# Discussion of the curve x^2+y^2+1 over $\mathbb{R}$

I am currently studying von Szamuelys "Galois Groups and Fundamental Groups" and in the chapter 4.3 he discusses the curve $x^2+y^2+1$ over $\mathbb{R}$ via the base change to $\mathbb{C}$.

Since I'm new to algebraic geometry I am having a hard time understanding a few of his statements.

Before he discusses this example he defines a integral algebraic curve as the ringed space $(X=Spec(A),\mathcal{O}_X)$ where $A$ is an integral domain of an arbitrary field $k$ with trancendence degree 1. (In this case every prime ideal is maxiaml). And $\mathcal{O}_X$ is a sheaf of rings on $X$ (equipped with the Zarski Topology) via:

$$$\mathcal{O}_X(U):=\bigcap_{P \in U}A_p$$$ for any open U.

The closed points of a curve are those maximal ideals that do not contain an ideal I.

(I am not sure if this is a common definition, so I repeated it here)

When discussing the curve $f=(x^2+y^+2+1)$ he considers the $\mathbb{R}$-curve $X=Spec(\mathbb{R}[x,y]/(f))$

It is not clear to me how this works with the definition since $A$ was supposed to be an integral domain of a field, but even though $\mathbb{R}[x,y]/(f)$ is a integral domain, it is not part of $\mathbb{R}$. Is my understanding of the definition wrong?

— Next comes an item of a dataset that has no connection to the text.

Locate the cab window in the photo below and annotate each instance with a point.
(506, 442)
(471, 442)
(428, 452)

We now conclud that the closed points of $X$ correspond to the maximal ideals of $\mathbb{R}[x,y]$ not containing $(f)$. Why? shouldent those be the open sets since we factor out f?

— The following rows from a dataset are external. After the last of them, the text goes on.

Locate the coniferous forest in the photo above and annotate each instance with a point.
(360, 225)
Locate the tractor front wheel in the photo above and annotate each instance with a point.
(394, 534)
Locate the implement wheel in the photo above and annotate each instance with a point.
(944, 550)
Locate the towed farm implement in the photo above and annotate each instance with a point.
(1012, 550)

For each such point we now have $\mathbb{R}[x,y]/M \simeq \mathbb{C}$ because $\mathbb{C}$ is the only nontrivial finite extension of R and X has no points over R. (this is clear)

With the base change morphism $X_C \to X$ there are two closed points lying above each closed point of X, (yes) because $\mathbb{C} \otimes_{\mathbb{R}} \mathbb{C} \simeq \mathbb{C} \oplus \mathbb{C}.$ If we make Gal (C|R) act on the tensor product via its action on the second term, then on the right-hand side the resulting action interchanges the components. (why would we even consider this?)

1. I think you should write $\mathbb{R}[x,y]/(f)$ rather than $\backslash$, since I think the former is the common notation for quotients.
2. For any integral domain you can take its field of fractions. Here if you take the field of fractions of $\mathbb{R}[x,y]/(f)$ you will get a field of transcendence degree $1$ over $\mathbb{R}$. Geometrically the transcendence degree corresponds to the dimension of your variety. In this case you have a curve so it is $1$.
3. The closed points of $\mathrm{Spec}(A)$ are its maximal ideals. In this case the maximal ideals of $\mathbb{R}[x,y]/(x^2+y^2+1)$ are the maximal ideals of $\mathbb{R}[x,y]$ containing the ideal $(x^2+y^2+1)$.
4. Note that the Galois action sends $z\mapsto \bar{z}$. If you identify $\mathbb{C}$ with $\mathbb{R}[x]/(x^2+1)$, then your tensor product there is given by $\mathbb{C} \otimes_{\mathbb{R}} \mathbb{C} \cong \mathbb{C}[x]/(x^2+1) \cong \mathbb{C}[x]/(x+i) \oplus \mathbb{C}[x]/(x-i) \cong \mathbb{C} \oplus \mathbb{C}$. Explicitly, this maps the element $a+bx \mapsto (a-bi,a+bi)$. Your Galois action acts by mapping $x\mapsto -x$, and you can see that under the identification this corresponds to interchanging the two components.